I sobbed and whined some more until my mother’s loving tone finally soothed me. “Calm down, darling,” she said softly. “Take a deep breath. And now tell me what happened.”

“I was at a party last night. I didn’t drink. And I was home early.” Sniffing, I wiped my nose with the back of my hand. “Then they all came running into my room and woke me. My room is a mess. But I didn’t do it. I promise, Mom. Please believe me!” My voice cracked. “No one believes me. They all think I’m drunk. And that I stole money and alcohol from Jack and Pam.” New, hot tears trailed down my face.

“Shh, darling.
It’s all right. We’ll find out what happened and take care of it.”

“I know what happened. Cloey hates me. She warned me the other day that she would get rid of me. I met this guy. Tony. I told you about him. We’re together now. And she hates me for it.
Because she’s in love with him. And she hates me because Pam was really nice to me.”

“Cloey?
You didn’t tell me that you had troubles with her.”

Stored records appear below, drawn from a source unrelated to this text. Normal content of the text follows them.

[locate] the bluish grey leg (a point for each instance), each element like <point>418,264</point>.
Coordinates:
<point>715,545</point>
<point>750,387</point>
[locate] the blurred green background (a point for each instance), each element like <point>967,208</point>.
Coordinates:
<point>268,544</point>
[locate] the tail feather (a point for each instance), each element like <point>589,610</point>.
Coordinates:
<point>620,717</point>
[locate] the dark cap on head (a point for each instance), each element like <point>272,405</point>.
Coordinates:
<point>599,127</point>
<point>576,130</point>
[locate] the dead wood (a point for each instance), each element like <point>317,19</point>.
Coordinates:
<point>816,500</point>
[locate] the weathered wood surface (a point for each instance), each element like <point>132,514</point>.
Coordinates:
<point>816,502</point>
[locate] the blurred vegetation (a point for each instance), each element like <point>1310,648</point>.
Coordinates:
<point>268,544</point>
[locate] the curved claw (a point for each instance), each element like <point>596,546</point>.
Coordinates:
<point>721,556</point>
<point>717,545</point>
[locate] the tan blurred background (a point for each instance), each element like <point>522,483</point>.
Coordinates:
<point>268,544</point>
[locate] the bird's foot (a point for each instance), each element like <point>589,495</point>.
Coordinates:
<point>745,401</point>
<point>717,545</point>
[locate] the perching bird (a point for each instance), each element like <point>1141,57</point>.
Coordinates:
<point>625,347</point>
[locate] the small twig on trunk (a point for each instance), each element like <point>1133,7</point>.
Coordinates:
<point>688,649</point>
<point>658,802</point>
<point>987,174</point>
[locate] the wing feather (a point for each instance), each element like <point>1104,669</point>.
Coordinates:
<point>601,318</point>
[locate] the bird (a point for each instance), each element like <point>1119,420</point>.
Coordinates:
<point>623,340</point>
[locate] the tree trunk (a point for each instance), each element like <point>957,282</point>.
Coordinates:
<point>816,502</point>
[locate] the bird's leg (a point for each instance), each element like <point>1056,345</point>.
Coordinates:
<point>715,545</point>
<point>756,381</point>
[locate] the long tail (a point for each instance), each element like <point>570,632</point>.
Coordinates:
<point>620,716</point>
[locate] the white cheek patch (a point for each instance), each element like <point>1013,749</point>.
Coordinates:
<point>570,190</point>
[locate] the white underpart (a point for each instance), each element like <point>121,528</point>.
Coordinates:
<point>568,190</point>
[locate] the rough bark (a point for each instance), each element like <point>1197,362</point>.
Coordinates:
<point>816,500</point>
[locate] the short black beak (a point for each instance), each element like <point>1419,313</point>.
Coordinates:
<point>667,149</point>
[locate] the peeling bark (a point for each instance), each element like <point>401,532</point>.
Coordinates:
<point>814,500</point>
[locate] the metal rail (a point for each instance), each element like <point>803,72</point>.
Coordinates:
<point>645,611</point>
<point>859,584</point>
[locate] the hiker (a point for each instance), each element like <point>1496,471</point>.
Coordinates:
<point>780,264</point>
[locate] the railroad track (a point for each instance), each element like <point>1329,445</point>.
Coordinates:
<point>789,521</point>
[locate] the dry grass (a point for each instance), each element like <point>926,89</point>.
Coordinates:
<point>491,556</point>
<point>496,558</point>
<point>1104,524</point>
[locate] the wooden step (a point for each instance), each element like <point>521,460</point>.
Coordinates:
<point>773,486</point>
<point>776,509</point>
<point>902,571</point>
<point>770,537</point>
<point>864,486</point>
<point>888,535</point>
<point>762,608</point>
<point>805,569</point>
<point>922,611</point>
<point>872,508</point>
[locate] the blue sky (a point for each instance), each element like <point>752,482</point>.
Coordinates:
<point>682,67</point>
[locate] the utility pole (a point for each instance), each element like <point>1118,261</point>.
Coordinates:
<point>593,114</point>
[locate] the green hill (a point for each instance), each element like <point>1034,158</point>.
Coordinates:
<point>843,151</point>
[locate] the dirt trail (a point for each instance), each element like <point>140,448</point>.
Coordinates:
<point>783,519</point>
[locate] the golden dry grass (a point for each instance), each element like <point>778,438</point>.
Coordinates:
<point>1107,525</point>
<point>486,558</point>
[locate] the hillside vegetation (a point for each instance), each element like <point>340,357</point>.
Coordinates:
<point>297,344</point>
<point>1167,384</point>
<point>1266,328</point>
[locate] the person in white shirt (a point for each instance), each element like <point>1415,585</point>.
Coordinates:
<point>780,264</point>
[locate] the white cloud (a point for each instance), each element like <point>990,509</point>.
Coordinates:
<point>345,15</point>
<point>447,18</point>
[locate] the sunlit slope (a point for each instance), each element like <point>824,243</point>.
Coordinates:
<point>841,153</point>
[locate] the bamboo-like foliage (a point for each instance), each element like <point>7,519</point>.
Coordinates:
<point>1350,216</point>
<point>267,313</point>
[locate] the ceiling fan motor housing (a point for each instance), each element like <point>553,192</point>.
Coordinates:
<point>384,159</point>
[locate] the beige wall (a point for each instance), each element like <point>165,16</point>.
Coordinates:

“Because I didn’t realize it was that bad.” Curling up on my bed, I hugged my legs tightly to my chest with one arm while I held the phone to my ear with the other hand. Tears dropped
onto the pillow. “She’s been so ugly to me since I came here.”

“So she
’s jealous?”

“Yes.”

“Did you tell your aunt and uncle about it?”

“Jack won’t listen. He shouted at Pam. They don’t believe me,” I sobbed. “Mom, I don’t want to go back to Egypt. I like it here. I have
friends
here. Please. I want to stay.”

“Oh, my dear baby.”
My mom sighed. I knew she was feeling my pain, too. “I’m afraid if they don’t want to listen and see the real problem, there’s nothing we can do about it. Jack told your dad that he’s already booked a flight for tomorrow. Maybe it’s best if you come home for now and we’ll think of something then.”

Oh God, no
!
He’d already booked a flight? So fast? I pressed my lips together, squeezing more tears out of my shut eyes. If I had to go back to Egypt, I wouldn’t see Tony for more than three months. Until we finally moved to the States in spring. I didn’t want to be without him for so long. Or without Susan. Or Liza, and Simone, and Nick, and Ryan.

“I don’t want to leave,” I whispered
, at my limits.

My mother took a deep breath. “It’s the middle of the night for you. Go to sleep, Sammy. Get some rest. I
’ll call you again in the morning. Then we’ll find a solution. Don’t worry now, my dear.”

I didn’t want to go to sleep. But I was exhausted. And I couldn’t hold my eyes open any longer. So I agreed. But my heart ached, and for the first time in my life I was scared as hell.